Defining the Position
As you think about the structure and foundation of your new internship program, use these questions to help form your internship program even further:
- Academic Credit: Would you like the intern to earn academic credit?
- Pay/Stipend: Will you pay your intern or offer a stipend? See the information about unpaid internships on the Department of Labor’s website.
- Academic Majors: What academic majors or areas of study would be a good fit for your internship?
- Qualifications: What qualifications, skills, and previous experience does an intern need to have to learn best at your site?
- Site Supervisor: Who will serve as your site supervisor for your intern?
- Application Materials: What application materials do you want to collect?
- To support you in setting up the internship structure, review employer resources.
Create a Position Description
Now that you have answered all of the tough questions, it’s time to write the position description for your internship position. You can find an example of a position description here along with a template to assist you in organizing yours.
Post your Internship Position
Once you’ve written your position description you can use the HireABear web portal to post your position.
- Go to HireABear
- Click on "Click Here To Register"
- Complete the profile information
- Once you have completed the profile information you can then post a job. If you need help setting up your account or have questions regarding the process please contact Christie Walker at 254-710-8662.
Onboarding TipsWelcome Aboard
The first day on the job will set the tone for the rest of the internship. Providing a warm welcoming for your intern will help ease them into the office environment and make them feel like a part of the team.
Set Up for Success
Make your expectations known from the beginning. If you expect your intern to stuff envelopes, answer phones, make copies, and/or run errands, communicate it to them. Setting clear expectations will give both you and your intern the best experience possible.

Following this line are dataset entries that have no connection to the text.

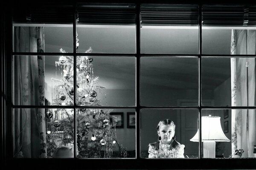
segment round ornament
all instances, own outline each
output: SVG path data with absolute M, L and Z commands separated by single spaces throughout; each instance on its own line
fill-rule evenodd
M 109 125 L 109 120 L 107 119 L 105 119 L 103 120 L 103 125 L 105 126 L 108 126 Z
M 61 56 L 59 58 L 59 61 L 63 64 L 67 61 L 67 58 L 65 56 Z
M 51 110 L 49 110 L 45 113 L 45 116 L 48 119 L 51 119 L 52 117 L 52 116 L 53 116 L 53 114 L 52 114 L 52 112 Z
M 99 143 L 100 143 L 102 145 L 105 145 L 106 144 L 106 141 L 104 139 L 102 139 L 99 141 Z
M 89 57 L 88 58 L 88 61 L 89 61 L 90 62 L 93 62 L 93 59 L 92 58 Z
M 82 63 L 80 65 L 79 67 L 81 70 L 85 70 L 87 68 L 87 65 L 84 63 Z
M 88 98 L 88 100 L 89 102 L 93 103 L 95 101 L 95 99 L 93 97 L 90 97 L 89 98 Z
M 66 105 L 67 106 L 73 106 L 73 103 L 71 102 L 71 101 L 67 102 L 66 102 Z
M 59 120 L 56 120 L 53 122 L 53 126 L 55 128 L 58 128 L 61 126 L 61 122 Z
M 64 100 L 65 100 L 66 99 L 66 98 L 67 98 L 67 97 L 65 95 L 65 94 L 62 94 L 60 96 L 59 99 L 60 99 L 61 100 L 64 101 Z
M 92 139 L 92 141 L 94 141 L 95 140 L 96 140 L 96 137 L 94 136 L 94 135 L 93 134 L 93 136 L 91 139 Z
M 94 91 L 93 91 L 90 94 L 91 97 L 95 97 L 97 96 L 97 92 Z
M 85 125 L 85 128 L 86 129 L 89 129 L 90 128 L 90 124 L 89 122 L 85 123 L 85 124 L 84 124 L 84 125 Z
M 69 91 L 69 92 L 70 95 L 73 96 L 74 95 L 74 89 L 73 88 L 71 88 Z
M 67 79 L 69 79 L 70 78 L 70 74 L 69 73 L 66 73 L 64 74 L 64 77 Z

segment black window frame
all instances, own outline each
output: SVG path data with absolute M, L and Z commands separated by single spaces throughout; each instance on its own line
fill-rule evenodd
M 53 0 L 53 1 L 55 1 Z M 56 1 L 56 2 L 57 1 Z M 74 6 L 76 3 L 79 1 L 76 1 L 74 3 Z M 93 2 L 96 1 L 99 3 L 106 3 L 106 1 L 86 1 L 84 3 Z M 80 2 L 80 1 L 79 1 Z M 15 1 L 11 1 L 11 2 L 15 3 Z M 24 2 L 25 3 L 25 2 Z M 218 57 L 221 55 L 205 55 L 202 54 L 202 24 L 201 24 L 201 7 L 203 4 L 207 3 L 202 3 L 198 1 L 177 1 L 173 3 L 171 3 L 168 0 L 156 1 L 153 0 L 110 0 L 108 3 L 132 3 L 136 5 L 136 53 L 133 55 L 136 57 L 136 103 L 140 103 L 140 57 L 141 56 L 188 56 L 187 55 L 176 55 L 176 54 L 141 54 L 140 53 L 140 5 L 141 3 L 186 3 L 196 4 L 199 6 L 198 11 L 198 23 L 199 23 L 199 53 L 198 55 L 193 56 L 198 56 L 199 62 L 199 94 L 201 94 L 201 57 L 214 56 Z M 221 1 L 220 2 L 215 2 L 216 4 L 228 3 L 227 1 Z M 250 4 L 251 2 L 248 1 L 248 3 L 243 1 L 240 2 L 241 4 Z M 61 3 L 60 3 L 61 4 Z M 237 4 L 236 3 L 236 4 Z M 17 54 L 24 54 L 22 53 L 15 54 L 12 52 L 12 13 L 13 4 L 4 4 L 1 7 L 1 88 L 2 97 L 1 99 L 2 110 L 1 117 L 1 127 L 2 128 L 1 142 L 2 154 L 1 162 L 4 168 L 10 168 L 11 167 L 15 167 L 18 165 L 22 168 L 24 166 L 27 169 L 36 168 L 44 169 L 54 168 L 54 169 L 87 169 L 95 168 L 98 169 L 254 169 L 256 167 L 256 159 L 252 158 L 242 159 L 204 159 L 200 156 L 201 158 L 198 159 L 145 159 L 140 158 L 140 110 L 143 108 L 172 108 L 180 109 L 181 107 L 143 107 L 139 104 L 137 104 L 136 107 L 109 107 L 109 108 L 134 108 L 136 109 L 136 118 L 137 120 L 136 122 L 137 132 L 137 158 L 135 159 L 80 159 L 76 158 L 67 159 L 15 159 L 13 157 L 12 155 L 12 110 L 14 108 L 56 108 L 58 107 L 55 106 L 15 106 L 12 102 L 12 56 Z M 74 12 L 75 9 L 74 9 Z M 73 26 L 75 26 L 76 18 L 74 17 Z M 76 27 L 73 27 L 73 34 L 76 34 Z M 76 42 L 75 36 L 73 36 L 73 41 Z M 72 55 L 74 57 L 74 63 L 76 63 L 76 57 L 77 55 L 84 55 L 84 54 L 76 53 L 75 45 L 73 45 L 73 53 Z M 33 53 L 29 53 L 33 54 Z M 37 55 L 38 53 L 37 53 Z M 45 53 L 44 55 L 60 55 L 58 53 Z M 87 56 L 95 56 L 97 55 L 108 55 L 114 56 L 116 54 L 92 54 L 90 55 L 87 54 Z M 130 56 L 131 54 L 118 54 L 119 56 Z M 133 55 L 133 54 L 132 54 Z M 228 57 L 230 55 L 221 55 L 221 56 Z M 248 57 L 256 57 L 256 55 L 232 55 L 232 57 L 247 56 Z M 76 78 L 76 74 L 74 74 L 74 79 Z M 75 87 L 75 88 L 76 87 Z M 76 89 L 74 89 L 76 91 Z M 198 99 L 199 105 L 197 107 L 184 107 L 183 109 L 198 108 L 199 110 L 199 116 L 200 122 L 201 121 L 201 110 L 206 108 L 212 109 L 256 109 L 256 107 L 205 107 L 201 106 L 201 95 L 199 95 Z M 69 107 L 65 107 L 66 108 Z M 78 108 L 76 106 L 70 106 L 70 108 Z M 100 108 L 101 107 L 99 107 Z M 106 108 L 102 107 L 102 108 Z M 99 108 L 97 107 L 97 108 Z M 201 136 L 201 133 L 200 133 Z M 200 147 L 199 142 L 199 147 Z M 201 152 L 200 152 L 201 156 Z

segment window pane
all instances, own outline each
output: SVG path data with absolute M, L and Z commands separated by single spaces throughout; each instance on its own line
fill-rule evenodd
M 92 53 L 135 53 L 135 7 L 132 4 L 78 4 L 78 52 L 84 53 L 91 47 Z
M 202 116 L 203 158 L 253 157 L 256 136 L 255 109 L 203 110 Z M 206 129 L 209 130 L 204 130 Z M 211 144 L 209 141 L 215 144 Z M 213 144 L 212 149 L 208 147 L 211 144 Z M 208 155 L 204 150 L 213 154 Z
M 173 158 L 174 156 L 174 158 L 199 158 L 198 143 L 189 140 L 195 136 L 198 128 L 198 110 L 143 109 L 140 110 L 140 114 L 141 157 Z M 161 137 L 161 139 L 159 141 L 159 148 L 164 151 L 159 151 L 157 153 L 153 149 L 157 147 L 156 145 L 152 144 L 149 147 L 148 144 L 158 141 L 159 135 L 156 127 L 158 126 L 160 121 L 166 119 L 169 120 L 161 121 L 159 126 L 159 135 Z M 170 135 L 166 135 L 167 137 L 166 138 L 166 133 L 164 132 L 167 131 L 169 128 L 171 129 L 170 131 L 173 130 L 173 127 L 171 125 L 165 126 L 164 125 L 171 125 L 171 121 L 175 125 L 175 130 L 170 132 L 170 133 L 168 132 Z M 175 140 L 177 142 L 185 145 L 185 148 L 183 149 L 182 148 L 184 146 L 178 145 L 179 149 L 175 149 L 173 148 L 175 147 L 171 147 L 172 149 L 168 150 L 166 152 L 164 151 L 166 145 L 164 144 L 165 143 L 168 144 L 171 142 L 173 135 L 175 136 Z M 172 143 L 173 142 L 172 142 Z M 176 156 L 174 156 L 172 153 L 174 151 L 176 152 Z
M 70 56 L 14 56 L 14 104 L 73 105 L 73 79 L 68 66 L 69 63 L 73 64 L 73 58 Z M 64 61 L 65 62 L 61 63 Z
M 198 54 L 198 5 L 141 6 L 141 53 Z
M 13 51 L 73 52 L 73 26 L 61 24 L 15 24 Z
M 77 58 L 79 105 L 135 105 L 135 57 Z
M 13 110 L 15 158 L 73 158 L 73 110 Z
M 135 158 L 134 109 L 81 108 L 76 120 L 78 158 Z
M 255 58 L 203 58 L 202 105 L 255 106 Z
M 142 57 L 140 104 L 198 106 L 197 58 Z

Don’t forget that your intern will need a workspace in order to complete their daily work assignments. If you want a job done correctly, providing the necessary tools will help ensure success. When assigning projects remember that even though an assignment may sound simple and straight forward to you, your intern is still learning and may need extra guidance. By taking a few minutes to explain your expectations for the project, your intern will soon be able to work independently to produce quality work.
Making a Contribution
Your new intern wants to work and learn. Although you may find attending staff meetings boring, your intern will relish the opportunity to learn firsthand. Providing opportunities for your intern to observe and gain hands-on-experience will teach them about the organization and industry. Because your intern is a student, he or she may not have the business or professional skills that you are accustomed too. If your intern makes a mistake speak with them one-on-one about how the situation could have been handled so that in the future they will know what is an appropriate response.